夜に不穏が強い日は「暗さが不安を強める」「薬の副作用が絡む」なども指摘されています。

いくつ当てはまりそうか、ざっくりでいいのでチェックしてみてください。
引用元:イチロウ
引用元:朝日生命 介護サービス

介護者側の原因(緊張・見守り不安・中途覚醒の連鎖)

本人の理由だけじゃなく、介護する側の“気が張りっぱなし”も大きいと言われています。

いつ呼ばれるかわからない、物音で目が覚める、そこから眠りに戻れない…この流れがかなり起きがちです。

だから「自分が弱いから眠れない」みたいに責めなくて大丈夫です。
原因を見つけて、少しずつ手を打って改善していきましょう!

夜の不安が強いときの原因整理と相談先はこちら

引用元:いい介護(日刊介護新聞)

記録テンプレで「効く対策」を特定(まず3日だけ)

対策の当たり外れを減らすなら記録が助けになります。

たくさん書かなくてOK!3日分でも傾向が見えやすいです。

項目メモ欄(短く)
就寝・起床23:30→6:30眠気はあった?
中途覚醒2回何で起きた?
トイレ回数3回時間帯は?
昼寝40分夕方にした?
服薬あり/なし変更点は?
水分・カフェイン17時にお茶量は多め?

このメモを持って、ケアマネさんや医療機関に来院相談するときも話が早いと言われています。

今夜からの応急処置(介護者の睡眠を守る最短ルート)

“起きる回数”を減らす(動線短縮と夜間トイレ対策)

在宅介護で睡眠不足で眠れない夜は、「起きる回数を1回でも減らす」だけで体感が変わると言われています。

まず見直したいのが動線です。
ベッド周りに懐中電灯や上着、替えのパッド類をまとめて置くと、探し物が減って目が冴えづらくなります。
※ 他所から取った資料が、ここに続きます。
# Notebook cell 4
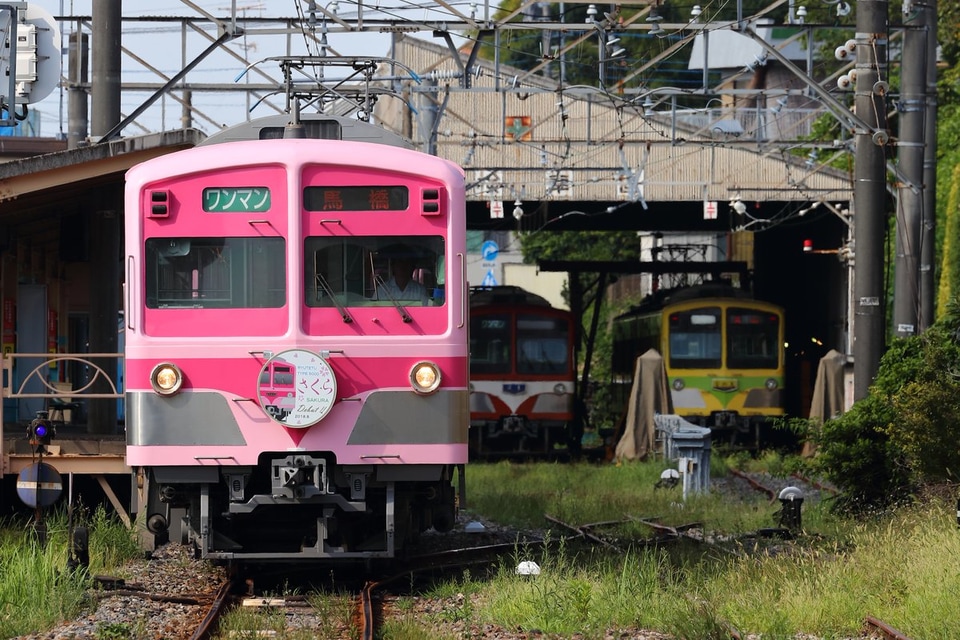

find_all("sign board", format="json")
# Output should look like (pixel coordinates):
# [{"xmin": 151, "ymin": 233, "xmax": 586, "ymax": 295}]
[{"xmin": 17, "ymin": 462, "xmax": 63, "ymax": 508}]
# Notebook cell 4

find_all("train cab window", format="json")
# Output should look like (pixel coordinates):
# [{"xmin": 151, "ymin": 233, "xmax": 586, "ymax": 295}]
[
  {"xmin": 144, "ymin": 237, "xmax": 287, "ymax": 309},
  {"xmin": 470, "ymin": 314, "xmax": 512, "ymax": 373},
  {"xmin": 304, "ymin": 236, "xmax": 446, "ymax": 307},
  {"xmin": 668, "ymin": 307, "xmax": 723, "ymax": 369},
  {"xmin": 727, "ymin": 308, "xmax": 780, "ymax": 369},
  {"xmin": 517, "ymin": 315, "xmax": 570, "ymax": 374}
]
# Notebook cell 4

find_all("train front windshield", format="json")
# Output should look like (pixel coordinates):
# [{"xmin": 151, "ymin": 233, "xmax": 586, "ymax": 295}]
[
  {"xmin": 304, "ymin": 236, "xmax": 446, "ymax": 307},
  {"xmin": 669, "ymin": 307, "xmax": 723, "ymax": 369},
  {"xmin": 146, "ymin": 238, "xmax": 287, "ymax": 309},
  {"xmin": 669, "ymin": 307, "xmax": 780, "ymax": 369},
  {"xmin": 727, "ymin": 307, "xmax": 780, "ymax": 369},
  {"xmin": 517, "ymin": 315, "xmax": 570, "ymax": 374},
  {"xmin": 470, "ymin": 313, "xmax": 570, "ymax": 375}
]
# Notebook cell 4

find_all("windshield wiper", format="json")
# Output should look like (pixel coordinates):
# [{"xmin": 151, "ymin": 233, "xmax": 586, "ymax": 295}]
[
  {"xmin": 373, "ymin": 275, "xmax": 413, "ymax": 322},
  {"xmin": 317, "ymin": 271, "xmax": 353, "ymax": 324}
]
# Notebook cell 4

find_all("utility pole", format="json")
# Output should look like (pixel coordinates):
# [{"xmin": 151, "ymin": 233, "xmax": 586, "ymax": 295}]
[
  {"xmin": 893, "ymin": 0, "xmax": 927, "ymax": 338},
  {"xmin": 913, "ymin": 0, "xmax": 937, "ymax": 331},
  {"xmin": 853, "ymin": 0, "xmax": 889, "ymax": 401}
]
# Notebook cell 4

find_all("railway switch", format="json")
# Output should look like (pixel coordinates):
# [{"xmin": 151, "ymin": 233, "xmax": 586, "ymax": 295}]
[{"xmin": 778, "ymin": 487, "xmax": 803, "ymax": 531}]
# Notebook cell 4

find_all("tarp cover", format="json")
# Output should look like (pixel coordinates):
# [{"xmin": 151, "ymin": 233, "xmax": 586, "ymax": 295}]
[{"xmin": 615, "ymin": 349, "xmax": 673, "ymax": 460}]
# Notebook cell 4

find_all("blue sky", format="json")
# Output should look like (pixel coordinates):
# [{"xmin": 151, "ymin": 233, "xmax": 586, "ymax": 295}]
[{"xmin": 20, "ymin": 0, "xmax": 469, "ymax": 137}]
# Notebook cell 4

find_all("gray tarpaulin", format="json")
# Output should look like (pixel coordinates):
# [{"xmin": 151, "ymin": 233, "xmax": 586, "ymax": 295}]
[
  {"xmin": 803, "ymin": 349, "xmax": 847, "ymax": 456},
  {"xmin": 615, "ymin": 349, "xmax": 673, "ymax": 460}
]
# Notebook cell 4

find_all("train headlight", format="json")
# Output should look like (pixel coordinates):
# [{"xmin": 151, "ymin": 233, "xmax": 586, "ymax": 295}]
[
  {"xmin": 150, "ymin": 362, "xmax": 183, "ymax": 396},
  {"xmin": 410, "ymin": 360, "xmax": 440, "ymax": 395}
]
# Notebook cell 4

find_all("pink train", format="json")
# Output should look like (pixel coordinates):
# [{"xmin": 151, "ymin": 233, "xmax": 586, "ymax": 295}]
[{"xmin": 124, "ymin": 116, "xmax": 469, "ymax": 562}]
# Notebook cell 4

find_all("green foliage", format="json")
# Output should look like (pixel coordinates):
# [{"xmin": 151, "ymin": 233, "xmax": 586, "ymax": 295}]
[{"xmin": 937, "ymin": 164, "xmax": 960, "ymax": 318}]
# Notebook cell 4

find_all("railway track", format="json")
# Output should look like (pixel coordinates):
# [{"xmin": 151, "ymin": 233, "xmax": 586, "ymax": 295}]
[{"xmin": 13, "ymin": 474, "xmax": 910, "ymax": 640}]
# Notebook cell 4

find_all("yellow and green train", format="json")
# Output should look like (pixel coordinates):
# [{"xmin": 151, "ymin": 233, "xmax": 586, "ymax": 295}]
[{"xmin": 612, "ymin": 284, "xmax": 785, "ymax": 448}]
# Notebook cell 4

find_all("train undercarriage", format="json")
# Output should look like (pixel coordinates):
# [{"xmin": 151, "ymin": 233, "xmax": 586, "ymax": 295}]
[{"xmin": 140, "ymin": 452, "xmax": 463, "ymax": 562}]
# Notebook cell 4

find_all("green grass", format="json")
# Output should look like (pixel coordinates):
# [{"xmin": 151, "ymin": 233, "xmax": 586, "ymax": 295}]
[
  {"xmin": 9, "ymin": 457, "xmax": 960, "ymax": 640},
  {"xmin": 0, "ymin": 509, "xmax": 139, "ymax": 638},
  {"xmin": 418, "ymin": 458, "xmax": 960, "ymax": 640}
]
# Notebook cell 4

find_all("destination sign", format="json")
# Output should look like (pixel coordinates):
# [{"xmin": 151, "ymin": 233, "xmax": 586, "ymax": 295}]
[{"xmin": 203, "ymin": 187, "xmax": 270, "ymax": 213}]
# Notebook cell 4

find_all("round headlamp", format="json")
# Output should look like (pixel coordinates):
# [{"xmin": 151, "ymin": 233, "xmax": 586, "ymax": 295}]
[
  {"xmin": 150, "ymin": 362, "xmax": 183, "ymax": 396},
  {"xmin": 410, "ymin": 360, "xmax": 440, "ymax": 395}
]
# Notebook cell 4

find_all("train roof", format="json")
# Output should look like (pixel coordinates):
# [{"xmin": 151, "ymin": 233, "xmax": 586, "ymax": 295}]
[
  {"xmin": 470, "ymin": 285, "xmax": 552, "ymax": 307},
  {"xmin": 197, "ymin": 113, "xmax": 414, "ymax": 149}
]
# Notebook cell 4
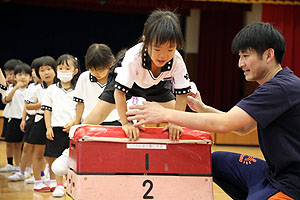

照明もポイントで、足元だけを照らすライトにすると、部屋全体を明るくしなくても大丈夫です。
夜間トイレが多い場合は、ポータブルトイレや手すりなどの検討が紹介されています。

引用元:イチロウ

見守り不安を減らす(センサーと“交代ルール”)

「寝たいのに、いつ呼ばれるかわからない」という緊張が続くと、横になっても眠りが浅くなりやすくなります。

そこで、センサーライトや簡易の見守り機器を使って“気配の見える化”をすると、無駄な中途覚醒が減る場合があるそうです。

加えて、家族がいるなら交代のルールを先に決めておくのが現実的です。

たとえば「0時〜3時は自分、3時以降は家族」みたいに区切ると、心のどこかで休める時間がつくれますよね。
引用元:セコム

眠れない夜の対処(計画仮眠で“明日を守る”)

それでも眠れない日は、15〜30分の計画仮眠で回復を取りに行く方法が勧められています。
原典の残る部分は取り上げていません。